FIFTH SUNDAY IN ORDINARY TIME
First Reading (Is 6:1-8):
The Prophet Isaiah was called
“When Simon Peter saw it, he fell down at Jesus' knees, saying, ‘Go away from me, Lord, for I am a sinful man.”(Lk 5:8)
“Last of all, as to someone untimely born, he appeared also to me. For I am the least of the apostles, unfit to be called an apostle because I persecuted the church of God. But by the grace of God I am what I am.”(1Cor15: 8-1-10)
Peter and Paul are two of the great apostles of the church, like two great pillars of the Church. Every year on 29 June the Church celebrates their feast together. But as we see in today's Scripture readings, what surprises us most is that they both showed such reverence, obedience, simplicity, humility and openness.
After Peter had seen Jesus work the miracle of the net of fish almost bursting, he suddenly perceived Jesus' greatness and how his majesty and holiness were so clearly revealed. Peter became acutely aware of how in comparison he was so little and inconsequential. Before such holiness he was ashamed and became conscious of his own sinfulness. He recognized that no matter what else, he was totally unworthy to be a companion of Jesus.
Paul had been completely converted, had received many, many graces from God and had been a witness for the Lord and performed innumerable good works. In the Second Epistle to the Corinthians he listed in detail the many hardships he had endured for God. However, throughout his life he did not recall or record his merits but rather his ‘unworthiness.’
The two great apostles had extraordinary abilities and unbelievable endurance, even to giving up their lives for the sake of righteousness. With great courage and love they sacrificed everything for the Lord but most of all, they both had deep humility.
What is this deep humility? Why is it that so often the greater the person, the more deeply humble he/she is? Why do those who are the least boast about themselves the most and are so arrogant that they think no one is as important as themselves?
Before some people whom we admire greatly we sometimes have such reverence and high regard that we feel we are not worthy to be their friend.
The first time I passed through the high precipices of the Yangzi River's Three Gorges or saw the miraculous carvings on the great caves in Guangsi Province, or the first time I ever came near to the thunderous bells of Niagara Falls, and the first time I saw the glittering gold of the Gate of Peace at the Imperial Palace reaching up to the blue sky like a giant lying on the great land of China,---- I too felt that same kind of awe and wonder rising in my heart.
I am in awe of God's handiwork. I recall the long history of our nation. I remember the struggles our ancestors underwent, the blood and tears they shed and their many times of glory.
These sentiments were also those of Confucius' disciples and students.
For them to look at Confucius was “like beholding a high mountain (a
great man) with awe.”(1)
In the year Hong Kong returned to China, at the ceremony for the Opening of the Legal Year the traditional religious rite was withdrawn. This may have been based on the principle that all religions are equal and it would be inappropriate to choose only the Christian ceremony. But some of the judges and members of the legal profession on their own initiative requested that a Mass be celebrated in order to express their faith and sentiments.

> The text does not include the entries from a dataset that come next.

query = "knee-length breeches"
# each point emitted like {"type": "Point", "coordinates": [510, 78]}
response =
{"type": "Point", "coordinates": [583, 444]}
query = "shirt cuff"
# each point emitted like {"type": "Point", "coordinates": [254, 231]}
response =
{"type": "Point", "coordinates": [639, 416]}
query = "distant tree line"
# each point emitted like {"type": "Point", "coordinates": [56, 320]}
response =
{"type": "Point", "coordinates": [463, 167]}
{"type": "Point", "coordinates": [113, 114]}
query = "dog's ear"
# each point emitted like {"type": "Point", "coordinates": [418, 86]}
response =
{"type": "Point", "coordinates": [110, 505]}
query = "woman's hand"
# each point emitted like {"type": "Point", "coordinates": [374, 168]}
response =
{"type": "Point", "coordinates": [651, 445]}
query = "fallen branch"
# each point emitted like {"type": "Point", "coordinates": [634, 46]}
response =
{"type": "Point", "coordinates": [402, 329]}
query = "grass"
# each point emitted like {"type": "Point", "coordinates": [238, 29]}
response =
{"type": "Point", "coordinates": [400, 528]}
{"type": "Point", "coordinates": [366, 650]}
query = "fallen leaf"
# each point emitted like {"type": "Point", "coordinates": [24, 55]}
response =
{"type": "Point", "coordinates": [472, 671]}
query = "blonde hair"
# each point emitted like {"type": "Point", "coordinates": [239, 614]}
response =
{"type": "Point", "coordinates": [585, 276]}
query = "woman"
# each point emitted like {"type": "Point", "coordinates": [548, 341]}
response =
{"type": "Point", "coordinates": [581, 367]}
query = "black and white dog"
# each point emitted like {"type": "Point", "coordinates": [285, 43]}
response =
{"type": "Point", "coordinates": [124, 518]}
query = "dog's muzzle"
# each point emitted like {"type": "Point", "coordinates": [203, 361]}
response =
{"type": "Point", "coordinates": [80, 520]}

Their sentiments were that though they had the responsibility to judge right and wrong, ultimately they were human beings with limitations, judging other human beings who also had limitations. What they were called to do was almost a work only God could do. Therefore these judges and lawyers felt deeply their own unworthiness and inadequacies. They wanted very much to kneel humbly before God in a religious service and ask for the qualities of wisdom, competency and fairness in order to make up for their own innate insufficiencies.
Jia Yi was a famous writer and political commentator in the Han Dynasty. Unfortunately his abilities were not appreciated and he died feeling depressed. Su Dong Bo felt deeply about this and said, “Ancient sages all have abilities which can be used. That they die without having their abilities recognized may not be the fault of the reigning king. It may be their own fault.”(2)
In other words, some 'sages' really had great capabilities but were unable to fulfill their ideals and ambitions during their lifetime. The problem might not be that others were unable to recognize their abilities. Actually, they themselves bore a great part of the responsibility.
Su Dong Bo felt that Jia Yi was himself in part responsible and that he was not sufficiently humble. His criticism was: “One may have great ambition but be very narrow-minded. Abilities are in excess but insight is inadequate.”(3) Lack of a great mind and insufficient foresight clearly showed a lack of humility and open-mindedness.
Scripture says “Blessed are the poor in spirit, for theirs is the kingdom of heaven.”(Mt 5:3). The most important aspect of being poor in spirit is detachment from everything and awareness that one has and is nothing of oneself, unequal to all others in comparison. Only then can we let God fill our emptiness.
Peter and Paul each was that kind of person. Though they had great capabilities each was deeply humble. That is a kind of self-repentance and admission of their own limitations, and at the same time a sign of their unremitting faith, their reverence and reliance on God.